Moreover, while April—the month immediately following the release of 13 Reasons Why—did contain a spike in teen suicides, so did March. The researchers theorize that these suicides might be associated with the the release of the trailer for the show, but that's quite a stretch. (In any case, a teaser trailer was released all the way back in January.) Later in 2017, June and December also have higher-than-normal teen suicide rates. Is this also the fault of 13 Reason's Why, or are researchers just playing with numbers in order to manufacture a result that sort of fits their hypothesis? I, too, have a theory!
Another fatal cut: Researchers only observed an increase in male teen suicides, even "though previous studies indicate that suicide contagion disproportionately affects those who strongly identify with the person who died by suicide." But 13 Reasons Why is about a teenage girl's suicide. Why didn't female suicides spike as much as male suicides—or, like, at all? "Reasons for this finding are unclear," the study's authors concede.
Andrew Gelman, a Columbia University statistician, writes, "I can see the logic of the argument that a dramatization of suicide can encourage copycats; more generally, TV and movies have lots of dramatizations of bad behavior, including horrible crimes. I just don't think there are any easy ways of cleanly estimating their effects with these sorts of aggregate statistical analyses, and this particular paper has some issues."

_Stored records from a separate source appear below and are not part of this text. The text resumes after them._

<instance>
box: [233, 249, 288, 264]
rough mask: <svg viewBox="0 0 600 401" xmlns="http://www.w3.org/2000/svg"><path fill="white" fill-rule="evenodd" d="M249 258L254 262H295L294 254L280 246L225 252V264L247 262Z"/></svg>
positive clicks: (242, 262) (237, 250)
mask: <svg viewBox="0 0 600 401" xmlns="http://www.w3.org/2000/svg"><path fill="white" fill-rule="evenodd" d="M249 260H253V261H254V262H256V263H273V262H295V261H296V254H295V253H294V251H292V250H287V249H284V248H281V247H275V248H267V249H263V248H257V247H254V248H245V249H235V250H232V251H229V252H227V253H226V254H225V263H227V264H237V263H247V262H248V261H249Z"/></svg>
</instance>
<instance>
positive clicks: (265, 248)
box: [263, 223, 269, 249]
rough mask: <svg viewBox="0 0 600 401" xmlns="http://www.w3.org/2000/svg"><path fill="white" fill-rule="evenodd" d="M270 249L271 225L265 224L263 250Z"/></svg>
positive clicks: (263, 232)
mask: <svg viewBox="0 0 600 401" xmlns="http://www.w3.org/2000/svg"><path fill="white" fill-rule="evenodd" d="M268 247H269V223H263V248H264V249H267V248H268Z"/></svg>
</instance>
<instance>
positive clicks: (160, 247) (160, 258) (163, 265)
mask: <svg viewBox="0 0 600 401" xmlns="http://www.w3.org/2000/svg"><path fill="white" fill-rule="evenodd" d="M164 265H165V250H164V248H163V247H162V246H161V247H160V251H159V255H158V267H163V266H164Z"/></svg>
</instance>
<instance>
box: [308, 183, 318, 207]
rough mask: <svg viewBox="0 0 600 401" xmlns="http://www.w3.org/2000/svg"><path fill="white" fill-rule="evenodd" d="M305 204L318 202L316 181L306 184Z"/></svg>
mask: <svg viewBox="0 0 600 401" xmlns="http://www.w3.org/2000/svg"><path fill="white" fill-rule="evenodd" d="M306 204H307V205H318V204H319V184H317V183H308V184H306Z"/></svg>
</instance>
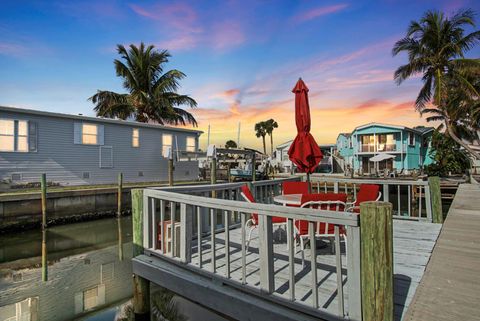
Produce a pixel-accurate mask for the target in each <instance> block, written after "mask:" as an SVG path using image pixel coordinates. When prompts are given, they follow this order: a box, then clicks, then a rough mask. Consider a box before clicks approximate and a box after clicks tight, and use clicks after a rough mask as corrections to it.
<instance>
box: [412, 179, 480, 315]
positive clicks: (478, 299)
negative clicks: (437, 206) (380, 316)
mask: <svg viewBox="0 0 480 321" xmlns="http://www.w3.org/2000/svg"><path fill="white" fill-rule="evenodd" d="M479 200H480V185H474V184H461V185H460V186H459V188H458V191H457V193H456V195H455V198H454V201H453V203H452V205H451V207H450V210H449V212H448V215H447V218H446V220H445V223H444V224H443V228H442V231H441V233H440V236H439V238H438V240H437V243H436V245H435V248H434V250H433V253H432V256H431V258H430V262H429V263H428V265H427V269H426V271H425V274H424V276H423V278H422V280H421V282H420V285H419V286H418V287H417V291H416V293H415V296H414V297H413V300H412V303H411V304H410V308H409V310H408V313H407V314H406V317H405V320H408V321H444V320H445V321H447V320H448V321H450V320H480V304H479V303H480V301H479V298H480V272H479V267H480V233H479V231H480V201H479Z"/></svg>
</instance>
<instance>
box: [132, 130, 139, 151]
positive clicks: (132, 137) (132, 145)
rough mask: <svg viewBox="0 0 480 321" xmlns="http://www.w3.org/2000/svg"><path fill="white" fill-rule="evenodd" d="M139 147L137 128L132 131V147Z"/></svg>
mask: <svg viewBox="0 0 480 321" xmlns="http://www.w3.org/2000/svg"><path fill="white" fill-rule="evenodd" d="M139 146H140V136H139V131H138V128H133V129H132V147H139Z"/></svg>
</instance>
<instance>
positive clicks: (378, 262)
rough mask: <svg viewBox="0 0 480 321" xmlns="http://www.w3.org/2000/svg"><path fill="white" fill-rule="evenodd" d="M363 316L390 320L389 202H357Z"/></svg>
mask: <svg viewBox="0 0 480 321" xmlns="http://www.w3.org/2000/svg"><path fill="white" fill-rule="evenodd" d="M360 235H361V241H360V266H361V272H360V274H361V276H360V279H361V293H362V295H361V300H362V316H363V320H377V321H393V316H394V315H393V221H392V204H391V203H387V202H364V203H361V204H360Z"/></svg>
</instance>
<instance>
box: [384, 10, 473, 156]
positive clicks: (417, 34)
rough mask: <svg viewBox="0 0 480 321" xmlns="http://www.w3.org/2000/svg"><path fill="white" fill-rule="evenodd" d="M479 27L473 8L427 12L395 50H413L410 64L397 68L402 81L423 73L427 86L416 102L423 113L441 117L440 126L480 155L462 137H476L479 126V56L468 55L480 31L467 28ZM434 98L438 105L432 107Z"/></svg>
mask: <svg viewBox="0 0 480 321" xmlns="http://www.w3.org/2000/svg"><path fill="white" fill-rule="evenodd" d="M475 27H476V26H475V13H474V12H473V11H472V10H460V11H458V12H457V13H456V14H454V15H451V16H448V15H446V14H444V13H443V12H440V11H427V12H426V13H425V14H424V15H423V16H422V17H421V19H420V20H418V21H412V22H411V23H410V25H409V27H408V29H407V34H406V36H405V37H404V38H403V39H400V40H399V41H397V42H396V43H395V46H394V47H393V49H392V54H393V55H394V56H395V55H398V54H399V53H406V54H407V55H408V63H407V64H405V65H402V66H400V67H398V68H397V70H396V71H395V73H394V80H395V81H396V82H397V84H399V85H400V84H401V83H402V82H403V81H405V80H406V79H408V78H411V77H413V76H417V75H421V76H422V82H423V86H422V88H421V89H420V92H419V94H418V96H417V99H416V101H415V106H416V108H417V110H418V111H419V112H420V114H427V116H428V117H427V121H440V122H442V125H441V126H443V127H444V129H445V131H446V133H447V134H448V135H449V136H450V137H451V138H452V139H453V140H454V141H455V142H456V143H457V144H459V145H461V146H463V148H465V149H466V150H467V151H468V152H469V153H470V154H471V155H473V156H475V157H476V158H478V159H480V154H479V153H478V152H476V151H475V150H473V149H472V148H470V147H469V146H468V144H467V143H465V142H464V141H462V139H461V138H464V139H470V140H472V137H473V139H474V138H475V136H476V130H478V129H479V126H478V125H479V122H478V120H479V119H480V116H479V115H480V109H479V104H478V98H479V96H480V94H479V92H480V91H479V86H478V78H479V70H480V59H478V58H465V54H466V53H467V52H469V51H471V50H472V49H473V48H474V47H475V46H476V45H477V44H478V43H479V42H480V31H478V30H476V31H473V32H471V33H467V32H466V30H465V29H466V28H475ZM430 103H432V104H433V106H428V105H429V104H430Z"/></svg>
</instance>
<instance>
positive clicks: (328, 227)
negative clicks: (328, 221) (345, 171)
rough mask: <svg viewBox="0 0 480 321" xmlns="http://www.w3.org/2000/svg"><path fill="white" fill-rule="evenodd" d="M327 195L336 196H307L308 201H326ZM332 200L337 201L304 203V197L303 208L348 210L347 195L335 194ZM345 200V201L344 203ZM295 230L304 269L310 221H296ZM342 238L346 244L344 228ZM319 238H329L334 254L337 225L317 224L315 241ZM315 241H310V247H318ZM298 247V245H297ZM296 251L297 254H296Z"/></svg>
mask: <svg viewBox="0 0 480 321" xmlns="http://www.w3.org/2000/svg"><path fill="white" fill-rule="evenodd" d="M326 194H334V193H325V194H309V195H306V197H305V198H306V199H326V198H327V197H328V195H326ZM330 198H337V199H336V200H308V201H306V202H303V199H304V198H303V197H302V206H301V207H303V208H316V209H321V210H328V211H342V212H343V211H345V208H346V203H345V201H346V198H347V195H346V194H334V195H330ZM342 200H344V201H342ZM295 229H296V232H297V238H298V240H299V241H300V251H301V252H302V267H303V266H305V254H304V253H305V240H306V239H308V238H309V233H308V221H306V220H296V221H295ZM340 236H341V237H342V238H343V240H344V242H346V240H347V239H346V237H345V228H344V227H343V226H341V227H340ZM317 237H319V238H328V239H329V240H330V244H331V247H332V253H333V249H334V247H333V244H334V238H335V225H334V224H328V223H324V222H317V224H316V231H315V240H316V239H317ZM315 240H310V246H316V242H315ZM295 246H296V244H295ZM296 252H297V251H296V249H295V253H296Z"/></svg>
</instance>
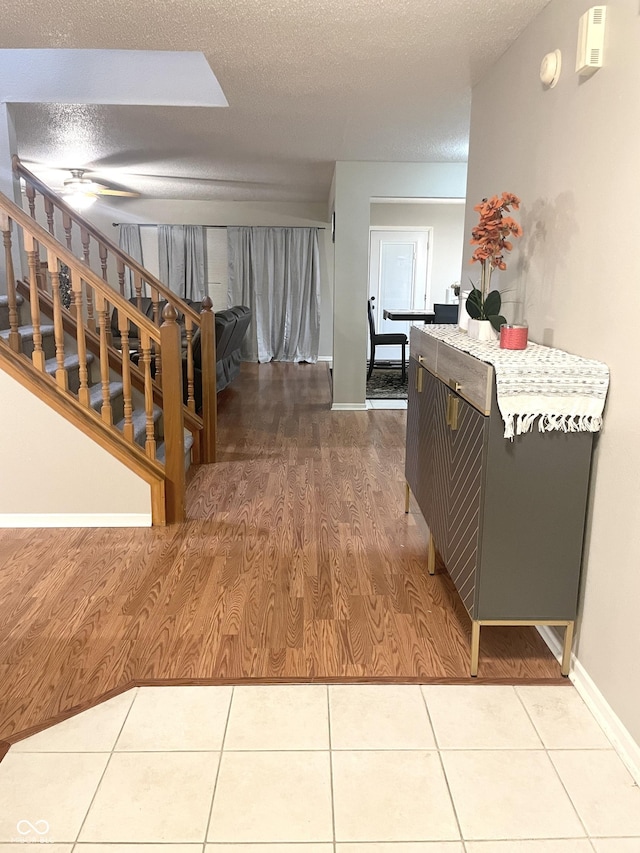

Yes, and that's being charitable. Libertarian writer Daniel Bier, whose Facebook post first drew my attention to the glaring flaws in this study, makes note of the researchers' baffling conclusion, which reeks of an agenda. "There is no discernible public health benefit associated with viewing the series," they write. This is, of course, ridiculous. Lots of activities have no discernible public health benefits, but are enjoyable nonetheless. Who cares? If the activity in question is harmful, that's worth taking into account. The burden of proof, though, is not on the consumer of an activity: The burden is on the researchers to prove it's bad, which is something these folks manifestly failed to do.